Когда есаул Елисей перевел эти слова гетмана, Чигала вскочил на ноги и, побледнев, ощупал пояс, ища саблю. Но при охоте за дикими лошадьми не носят сабель.
- Что это значит, Демир Гирей? - визгливым от злобы голосом спросил он. - Что это за человек? Разве я не твой гость?
- Нет, ты мой гость, как и гетман, - отвечал хан.
- Мы оба, Чигала, гости Демир Гирея, - продолжал Никоарэ. - Но место, на котором находимся мы и Демир Гирей, никому не принадлежит. Здесь, в степи у Казак-Бунара, властвует одна лишь правда. Я пришел, чтобы найти тебя и судить.

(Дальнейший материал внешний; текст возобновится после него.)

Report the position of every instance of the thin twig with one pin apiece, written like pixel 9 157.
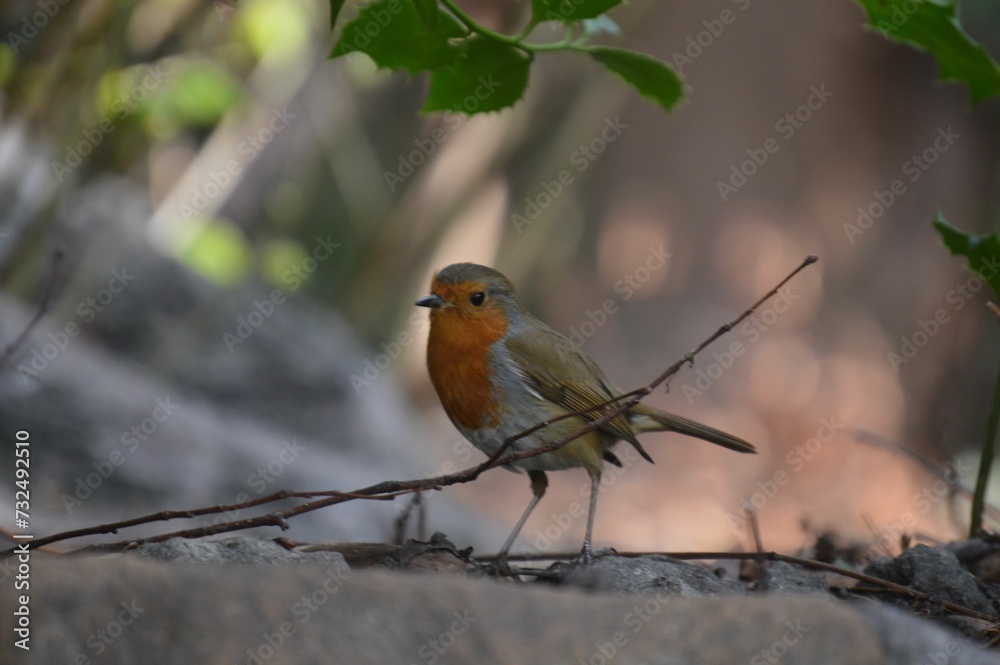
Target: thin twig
pixel 775 556
pixel 390 489
pixel 43 306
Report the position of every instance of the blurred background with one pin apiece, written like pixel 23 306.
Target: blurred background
pixel 228 232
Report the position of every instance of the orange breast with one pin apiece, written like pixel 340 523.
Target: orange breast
pixel 458 363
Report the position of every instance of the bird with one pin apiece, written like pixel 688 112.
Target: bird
pixel 498 371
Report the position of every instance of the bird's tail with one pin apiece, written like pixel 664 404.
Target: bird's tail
pixel 647 419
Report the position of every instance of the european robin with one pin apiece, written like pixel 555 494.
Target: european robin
pixel 499 371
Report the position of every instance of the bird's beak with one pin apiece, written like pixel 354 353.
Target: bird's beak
pixel 432 301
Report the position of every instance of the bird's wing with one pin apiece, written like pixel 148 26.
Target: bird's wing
pixel 563 375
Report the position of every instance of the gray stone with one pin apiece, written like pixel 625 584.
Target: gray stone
pixel 235 549
pixel 784 578
pixel 934 571
pixel 121 609
pixel 647 574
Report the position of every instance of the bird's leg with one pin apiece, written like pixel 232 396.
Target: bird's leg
pixel 539 483
pixel 587 555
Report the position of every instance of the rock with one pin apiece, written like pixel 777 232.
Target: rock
pixel 647 574
pixel 118 609
pixel 784 578
pixel 934 571
pixel 236 549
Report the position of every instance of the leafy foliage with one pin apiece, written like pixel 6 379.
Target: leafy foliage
pixel 652 78
pixel 394 34
pixel 981 252
pixel 934 27
pixel 496 73
pixel 476 70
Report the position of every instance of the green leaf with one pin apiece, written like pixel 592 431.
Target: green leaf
pixel 219 252
pixel 652 78
pixel 488 76
pixel 335 7
pixel 428 11
pixel 569 11
pixel 933 26
pixel 982 252
pixel 393 34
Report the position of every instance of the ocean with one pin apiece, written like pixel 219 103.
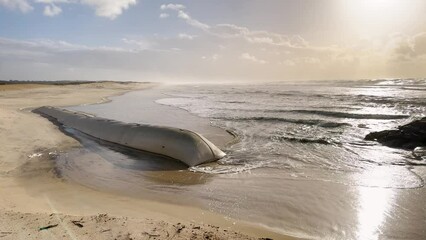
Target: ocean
pixel 298 165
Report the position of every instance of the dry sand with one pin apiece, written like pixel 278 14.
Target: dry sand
pixel 33 196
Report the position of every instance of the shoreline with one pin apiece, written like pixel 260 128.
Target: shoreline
pixel 21 184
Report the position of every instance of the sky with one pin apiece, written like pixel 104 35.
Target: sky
pixel 212 40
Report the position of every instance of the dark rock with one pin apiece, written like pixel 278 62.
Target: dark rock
pixel 408 136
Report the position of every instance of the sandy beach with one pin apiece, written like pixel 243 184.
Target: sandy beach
pixel 37 204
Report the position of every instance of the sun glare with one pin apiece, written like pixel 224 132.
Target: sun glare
pixel 375 17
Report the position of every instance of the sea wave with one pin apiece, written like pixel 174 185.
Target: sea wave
pixel 351 115
pixel 312 122
pixel 323 140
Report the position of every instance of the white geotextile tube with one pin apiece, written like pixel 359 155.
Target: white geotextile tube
pixel 189 147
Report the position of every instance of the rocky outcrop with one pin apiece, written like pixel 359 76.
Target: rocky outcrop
pixel 408 136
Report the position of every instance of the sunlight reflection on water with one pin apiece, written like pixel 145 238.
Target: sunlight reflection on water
pixel 375 204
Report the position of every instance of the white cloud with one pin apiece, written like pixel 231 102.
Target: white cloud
pixel 104 8
pixel 247 56
pixel 51 10
pixel 109 8
pixel 164 15
pixel 21 5
pixel 172 6
pixel 186 36
pixel 53 1
pixel 141 44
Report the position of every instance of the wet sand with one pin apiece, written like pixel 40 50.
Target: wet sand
pixel 31 189
pixel 375 202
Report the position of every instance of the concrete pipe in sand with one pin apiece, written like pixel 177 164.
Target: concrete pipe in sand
pixel 189 147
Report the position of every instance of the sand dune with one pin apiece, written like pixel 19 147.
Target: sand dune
pixel 37 204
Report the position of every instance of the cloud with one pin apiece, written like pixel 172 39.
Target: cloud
pixel 21 5
pixel 186 36
pixel 51 10
pixel 172 6
pixel 103 8
pixel 247 56
pixel 109 8
pixel 226 30
pixel 409 48
pixel 163 15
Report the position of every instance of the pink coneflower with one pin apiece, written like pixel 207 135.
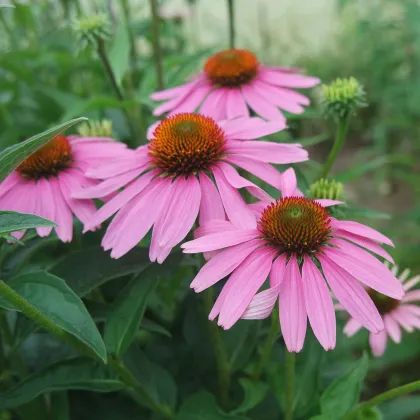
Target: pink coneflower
pixel 170 181
pixel 234 81
pixel 44 182
pixel 297 244
pixel 395 313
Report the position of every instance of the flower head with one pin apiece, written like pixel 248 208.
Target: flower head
pixel 233 82
pixel 342 97
pixel 187 170
pixel 44 182
pixel 396 313
pixel 297 245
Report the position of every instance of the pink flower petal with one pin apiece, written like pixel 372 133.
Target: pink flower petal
pixel 223 264
pixel 292 307
pixel 236 209
pixel 378 343
pixel 319 305
pixel 248 278
pixel 361 230
pixel 351 295
pixel 365 267
pixel 211 206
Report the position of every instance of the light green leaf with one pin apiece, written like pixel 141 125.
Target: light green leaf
pixel 119 56
pixel 13 156
pixel 128 309
pixel 51 296
pixel 80 373
pixel 254 393
pixel 11 221
pixel 341 396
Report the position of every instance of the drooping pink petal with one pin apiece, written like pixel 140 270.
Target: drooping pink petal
pixel 392 328
pixel 211 206
pixel 268 151
pixel 262 304
pixel 261 106
pixel 250 128
pixel 365 267
pixel 236 209
pixel 365 243
pixel 113 205
pixel 223 264
pixel 352 327
pixel 262 170
pixel 319 305
pixel 235 104
pixel 248 278
pixel 141 217
pixel 361 230
pixel 292 307
pixel 219 241
pixel 378 343
pixel 351 295
pixel 63 215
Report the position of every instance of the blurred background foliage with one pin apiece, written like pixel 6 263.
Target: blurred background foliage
pixel 46 78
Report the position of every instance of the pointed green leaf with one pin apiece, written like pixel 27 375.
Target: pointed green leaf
pixel 13 156
pixel 11 221
pixel 51 296
pixel 80 373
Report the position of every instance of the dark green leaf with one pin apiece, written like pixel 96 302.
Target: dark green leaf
pixel 51 296
pixel 80 373
pixel 128 309
pixel 203 406
pixel 341 396
pixel 86 269
pixel 11 221
pixel 13 156
pixel 254 393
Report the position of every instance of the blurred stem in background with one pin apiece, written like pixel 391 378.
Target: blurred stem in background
pixel 231 13
pixel 342 128
pixel 289 385
pixel 156 43
pixel 223 368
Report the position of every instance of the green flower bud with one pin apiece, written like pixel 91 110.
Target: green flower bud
pixel 325 188
pixel 342 97
pixel 90 29
pixel 101 128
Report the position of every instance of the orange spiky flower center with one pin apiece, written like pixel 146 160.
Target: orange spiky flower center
pixel 48 160
pixel 186 143
pixel 231 68
pixel 383 303
pixel 296 224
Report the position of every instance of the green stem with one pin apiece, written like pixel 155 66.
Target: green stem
pixel 118 367
pixel 108 69
pixel 223 368
pixel 268 345
pixel 290 385
pixel 30 311
pixel 156 43
pixel 231 13
pixel 385 396
pixel 342 128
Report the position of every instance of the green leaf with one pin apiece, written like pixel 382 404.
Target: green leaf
pixel 88 268
pixel 203 406
pixel 128 309
pixel 13 156
pixel 80 373
pixel 341 396
pixel 254 393
pixel 11 221
pixel 119 55
pixel 51 296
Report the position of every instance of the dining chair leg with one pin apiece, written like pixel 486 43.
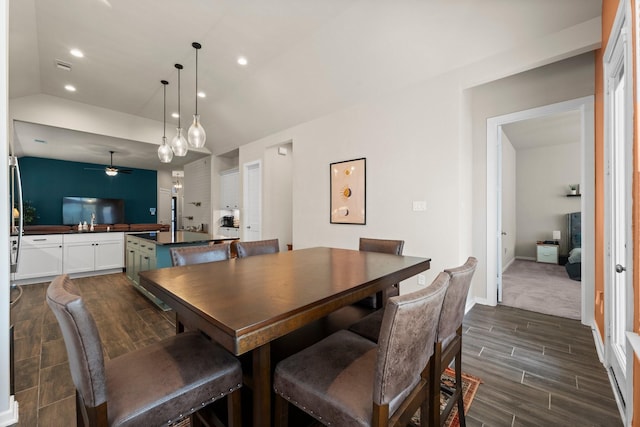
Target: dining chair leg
pixel 79 416
pixel 459 392
pixel 281 412
pixel 434 385
pixel 234 409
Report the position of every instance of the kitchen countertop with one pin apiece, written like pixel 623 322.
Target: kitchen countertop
pixel 179 237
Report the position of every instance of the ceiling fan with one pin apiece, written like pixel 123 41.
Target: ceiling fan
pixel 112 170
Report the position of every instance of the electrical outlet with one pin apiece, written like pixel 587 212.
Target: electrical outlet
pixel 420 205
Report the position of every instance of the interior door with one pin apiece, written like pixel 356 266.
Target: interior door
pixel 252 201
pixel 618 197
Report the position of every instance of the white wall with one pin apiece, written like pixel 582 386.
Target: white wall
pixel 8 407
pixel 543 175
pixel 419 146
pixel 278 184
pixel 569 79
pixel 509 180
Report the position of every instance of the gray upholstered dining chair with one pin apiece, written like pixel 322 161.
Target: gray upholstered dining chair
pixel 258 247
pixel 155 385
pixel 448 345
pixel 187 255
pixel 347 380
pixel 385 246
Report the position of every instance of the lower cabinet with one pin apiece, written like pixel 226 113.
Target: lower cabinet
pixel 40 256
pixel 230 232
pixel 45 256
pixel 93 252
pixel 141 256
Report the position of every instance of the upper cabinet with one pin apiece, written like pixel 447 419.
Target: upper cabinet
pixel 230 189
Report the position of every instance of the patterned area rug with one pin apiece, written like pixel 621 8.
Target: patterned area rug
pixel 469 387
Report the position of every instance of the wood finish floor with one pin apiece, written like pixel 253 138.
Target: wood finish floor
pixel 537 370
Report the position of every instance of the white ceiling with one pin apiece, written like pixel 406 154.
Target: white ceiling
pixel 555 129
pixel 307 58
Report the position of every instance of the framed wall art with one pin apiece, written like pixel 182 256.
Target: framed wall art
pixel 348 192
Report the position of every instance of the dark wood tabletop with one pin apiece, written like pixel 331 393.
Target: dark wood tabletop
pixel 244 304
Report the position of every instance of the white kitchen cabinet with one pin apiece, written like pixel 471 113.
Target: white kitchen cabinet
pixel 40 256
pixel 230 232
pixel 230 189
pixel 93 252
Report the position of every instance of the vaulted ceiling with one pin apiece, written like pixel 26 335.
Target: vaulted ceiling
pixel 306 58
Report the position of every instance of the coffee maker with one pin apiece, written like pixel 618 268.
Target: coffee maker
pixel 227 221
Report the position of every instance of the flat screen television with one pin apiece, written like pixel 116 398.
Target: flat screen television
pixel 79 209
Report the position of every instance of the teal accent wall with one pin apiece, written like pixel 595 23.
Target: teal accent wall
pixel 46 181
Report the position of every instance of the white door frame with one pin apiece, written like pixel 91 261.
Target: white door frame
pixel 618 56
pixel 494 128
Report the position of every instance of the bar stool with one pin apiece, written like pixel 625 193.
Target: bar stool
pixel 347 380
pixel 156 385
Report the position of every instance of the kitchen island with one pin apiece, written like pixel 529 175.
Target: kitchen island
pixel 148 251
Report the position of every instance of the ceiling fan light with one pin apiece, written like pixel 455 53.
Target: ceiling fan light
pixel 196 135
pixel 165 153
pixel 179 144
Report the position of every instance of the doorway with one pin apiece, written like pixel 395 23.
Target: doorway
pixel 252 190
pixel 494 197
pixel 618 153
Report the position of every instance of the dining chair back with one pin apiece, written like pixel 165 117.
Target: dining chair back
pixel 384 246
pixel 258 247
pixel 187 255
pixel 448 345
pixel 346 379
pixel 158 384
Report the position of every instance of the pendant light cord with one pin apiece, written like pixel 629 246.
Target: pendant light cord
pixel 164 110
pixel 179 67
pixel 196 81
pixel 197 47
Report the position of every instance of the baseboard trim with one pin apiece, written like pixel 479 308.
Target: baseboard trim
pixel 10 416
pixel 469 305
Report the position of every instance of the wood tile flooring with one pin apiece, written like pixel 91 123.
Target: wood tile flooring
pixel 536 369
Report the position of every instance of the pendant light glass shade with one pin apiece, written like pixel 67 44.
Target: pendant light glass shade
pixel 179 143
pixel 196 135
pixel 165 153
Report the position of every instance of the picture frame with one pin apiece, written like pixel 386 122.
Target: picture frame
pixel 348 192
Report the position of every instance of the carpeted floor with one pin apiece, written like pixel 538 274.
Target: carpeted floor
pixel 469 387
pixel 541 287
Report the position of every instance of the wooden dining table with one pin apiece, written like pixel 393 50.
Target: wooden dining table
pixel 245 304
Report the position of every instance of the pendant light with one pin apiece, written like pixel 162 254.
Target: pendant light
pixel 197 136
pixel 165 153
pixel 179 143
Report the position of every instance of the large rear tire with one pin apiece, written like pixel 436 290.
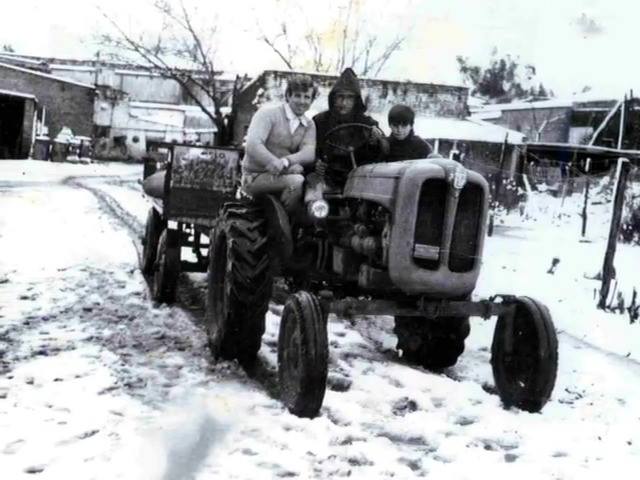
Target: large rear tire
pixel 303 355
pixel 166 267
pixel 152 230
pixel 239 284
pixel 524 356
pixel 434 344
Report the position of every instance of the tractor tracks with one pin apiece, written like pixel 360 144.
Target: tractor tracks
pixel 190 294
pixel 111 206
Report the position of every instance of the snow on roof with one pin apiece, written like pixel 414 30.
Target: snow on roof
pixel 74 68
pixel 46 75
pixel 164 106
pixel 553 103
pixel 469 129
pixel 12 93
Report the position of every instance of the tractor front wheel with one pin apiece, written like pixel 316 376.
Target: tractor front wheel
pixel 166 267
pixel 303 354
pixel 152 230
pixel 524 356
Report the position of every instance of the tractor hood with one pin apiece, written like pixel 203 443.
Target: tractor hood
pixel 379 182
pixel 438 221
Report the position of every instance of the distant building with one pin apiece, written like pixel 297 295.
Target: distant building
pixel 133 104
pixel 556 120
pixel 32 99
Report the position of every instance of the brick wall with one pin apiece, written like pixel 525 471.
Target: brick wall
pixel 67 104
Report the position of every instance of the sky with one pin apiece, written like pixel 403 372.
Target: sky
pixel 572 43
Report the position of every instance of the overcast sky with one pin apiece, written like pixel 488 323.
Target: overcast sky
pixel 572 43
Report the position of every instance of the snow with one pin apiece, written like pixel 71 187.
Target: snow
pixel 98 382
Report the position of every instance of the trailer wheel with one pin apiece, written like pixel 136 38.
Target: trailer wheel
pixel 239 284
pixel 152 230
pixel 434 344
pixel 166 267
pixel 524 356
pixel 303 354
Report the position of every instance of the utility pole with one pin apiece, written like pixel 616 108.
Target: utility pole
pixel 587 167
pixel 497 184
pixel 607 267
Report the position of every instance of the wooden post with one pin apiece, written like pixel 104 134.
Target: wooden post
pixel 587 167
pixel 623 109
pixel 497 183
pixel 616 217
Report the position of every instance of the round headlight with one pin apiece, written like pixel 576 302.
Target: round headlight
pixel 319 209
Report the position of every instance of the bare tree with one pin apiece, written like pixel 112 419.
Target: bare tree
pixel 345 42
pixel 179 49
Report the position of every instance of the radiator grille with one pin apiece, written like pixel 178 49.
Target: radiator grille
pixel 430 218
pixel 464 244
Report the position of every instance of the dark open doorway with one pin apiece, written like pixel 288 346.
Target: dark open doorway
pixel 11 123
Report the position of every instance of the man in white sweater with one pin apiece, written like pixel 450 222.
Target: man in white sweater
pixel 281 142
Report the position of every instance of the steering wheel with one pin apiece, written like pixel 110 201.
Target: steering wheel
pixel 350 146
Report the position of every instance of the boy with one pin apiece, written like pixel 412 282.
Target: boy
pixel 404 144
pixel 281 141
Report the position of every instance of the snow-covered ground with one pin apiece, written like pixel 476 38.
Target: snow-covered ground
pixel 98 382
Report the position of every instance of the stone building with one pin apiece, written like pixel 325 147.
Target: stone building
pixel 35 98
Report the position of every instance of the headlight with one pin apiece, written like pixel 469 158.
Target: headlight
pixel 319 209
pixel 458 177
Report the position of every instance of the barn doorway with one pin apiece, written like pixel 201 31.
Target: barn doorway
pixel 11 123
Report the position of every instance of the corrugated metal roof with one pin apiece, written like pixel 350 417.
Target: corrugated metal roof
pixel 46 75
pixel 13 93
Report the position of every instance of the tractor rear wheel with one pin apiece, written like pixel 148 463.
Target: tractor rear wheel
pixel 166 267
pixel 152 230
pixel 303 354
pixel 239 284
pixel 524 356
pixel 434 344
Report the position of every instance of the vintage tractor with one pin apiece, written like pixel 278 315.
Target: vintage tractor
pixel 403 239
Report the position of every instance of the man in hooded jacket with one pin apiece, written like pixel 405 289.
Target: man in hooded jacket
pixel 346 106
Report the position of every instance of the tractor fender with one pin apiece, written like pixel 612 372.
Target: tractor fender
pixel 278 227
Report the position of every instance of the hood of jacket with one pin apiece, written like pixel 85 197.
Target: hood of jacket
pixel 348 81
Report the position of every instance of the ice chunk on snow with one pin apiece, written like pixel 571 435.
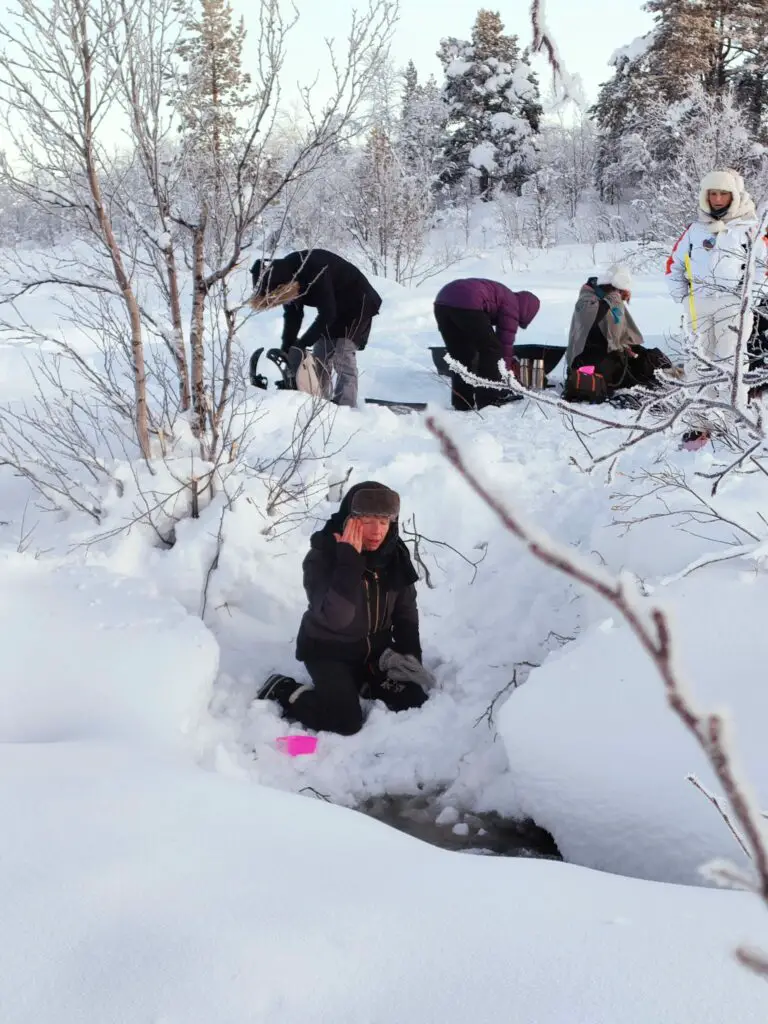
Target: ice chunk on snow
pixel 448 816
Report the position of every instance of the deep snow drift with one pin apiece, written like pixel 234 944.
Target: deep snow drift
pixel 151 868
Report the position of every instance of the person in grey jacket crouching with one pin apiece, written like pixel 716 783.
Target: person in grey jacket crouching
pixel 359 635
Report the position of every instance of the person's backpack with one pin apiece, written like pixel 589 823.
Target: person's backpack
pixel 585 384
pixel 623 371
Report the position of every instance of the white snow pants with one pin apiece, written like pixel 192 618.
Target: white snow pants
pixel 717 338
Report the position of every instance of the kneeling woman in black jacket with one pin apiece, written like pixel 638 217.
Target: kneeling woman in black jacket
pixel 359 636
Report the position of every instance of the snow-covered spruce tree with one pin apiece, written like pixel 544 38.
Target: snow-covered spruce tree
pixel 421 131
pixel 388 203
pixel 494 109
pixel 751 77
pixel 240 165
pixel 718 46
pixel 686 139
pixel 57 87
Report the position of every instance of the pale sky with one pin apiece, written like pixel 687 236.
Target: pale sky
pixel 587 32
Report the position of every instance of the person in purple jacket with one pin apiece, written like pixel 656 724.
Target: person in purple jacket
pixel 478 322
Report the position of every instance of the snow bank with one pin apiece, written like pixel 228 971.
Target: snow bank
pixel 140 890
pixel 599 760
pixel 90 654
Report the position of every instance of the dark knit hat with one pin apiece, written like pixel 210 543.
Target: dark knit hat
pixel 377 501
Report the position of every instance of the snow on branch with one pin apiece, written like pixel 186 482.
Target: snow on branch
pixel 650 625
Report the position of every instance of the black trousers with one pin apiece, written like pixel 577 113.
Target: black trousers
pixel 334 704
pixel 471 340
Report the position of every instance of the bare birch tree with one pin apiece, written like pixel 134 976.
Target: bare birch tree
pixel 55 97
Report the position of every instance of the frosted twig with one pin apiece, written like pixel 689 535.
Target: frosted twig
pixel 650 626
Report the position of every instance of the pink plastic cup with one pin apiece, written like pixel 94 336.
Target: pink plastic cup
pixel 296 745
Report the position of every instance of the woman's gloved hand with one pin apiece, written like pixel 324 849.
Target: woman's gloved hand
pixel 406 669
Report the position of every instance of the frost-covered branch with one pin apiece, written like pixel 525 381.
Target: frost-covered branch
pixel 650 626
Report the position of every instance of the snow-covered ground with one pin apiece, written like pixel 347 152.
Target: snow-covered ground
pixel 154 871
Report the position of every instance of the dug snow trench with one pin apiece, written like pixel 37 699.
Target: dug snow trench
pixel 439 772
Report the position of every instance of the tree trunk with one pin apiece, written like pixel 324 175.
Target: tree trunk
pixel 197 329
pixel 141 417
pixel 179 351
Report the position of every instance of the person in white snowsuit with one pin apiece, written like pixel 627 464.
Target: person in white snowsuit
pixel 707 266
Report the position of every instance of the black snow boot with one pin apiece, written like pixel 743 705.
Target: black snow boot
pixel 280 688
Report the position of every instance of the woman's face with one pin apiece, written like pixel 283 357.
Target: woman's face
pixel 375 529
pixel 719 200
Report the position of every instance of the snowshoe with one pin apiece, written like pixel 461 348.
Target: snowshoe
pixel 279 688
pixel 279 357
pixel 693 440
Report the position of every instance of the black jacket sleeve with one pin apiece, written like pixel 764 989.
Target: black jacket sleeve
pixel 334 586
pixel 324 298
pixel 406 638
pixel 293 314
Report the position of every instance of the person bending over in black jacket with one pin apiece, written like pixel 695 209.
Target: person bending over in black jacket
pixel 359 636
pixel 345 300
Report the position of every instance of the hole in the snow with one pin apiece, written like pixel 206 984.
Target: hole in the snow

Баш-чауш-баш Чигала тревожно озирался.
Приближенные хана глядели на него так же спокойно, как их повелитель. А те немногие спутники, которых Чигала привел с собой из Исакчеи, где он именем султана Амурата был господином и владыкой, равнодушно дожидались исполнения того, что было начертано в книгах пророка Магомета, на седьмом небе. Да и кроме того, левантиец Чигала отрекся от своей веры и отуречился только ради наживы, пахлавы и одалисок. Аллах велик, аллах защитит его, коли сочтет нужным.
Острый взгляд Чигалы потускнел. Он поворотился к хану - тот опустил глаза.
- Кровь за кровь? - возопил Чигала содрогаясь. - Ты пришел убить меня, гяур?
- Я пришел судить тебя.
- Ты пришел убить меня кинжалом?
- Нет. Мой армаш владеет саблей.
Дед Петря весь взъерошился и угрожающе схватился за рукоять сабли.
Вопросы баш-чауш-баша казались безумными. Но разум его, даже в миг смертельного страха, сохранил ясность. И глаза лихорадочно искали спасения.
- Я поступил так по повелению Ахмета! - крикнул он внезапно.
- Подло поступил!
- Муж, подобный мне, храбростью занявший свое место в мире, не может подчиниться такому суду. Выйди на поединок!
- Добро, соглашусь и на это, коли признаешь, что ты, Чигала убил кинжалом витязя, боровшегося за свободу своего народа.
- Поединок без оружия - правый поединок.
Никоарэ отстегнул саблю и передал ее в руки дьяка.
- Так сдохни и ты, сын шлюхи! - воскликнул левантиец. Выпучив глаза, он выхватил из-за шелкового пояса кинжал, тот самый, которым убил Иона Водэ, и кинулся на Подкову.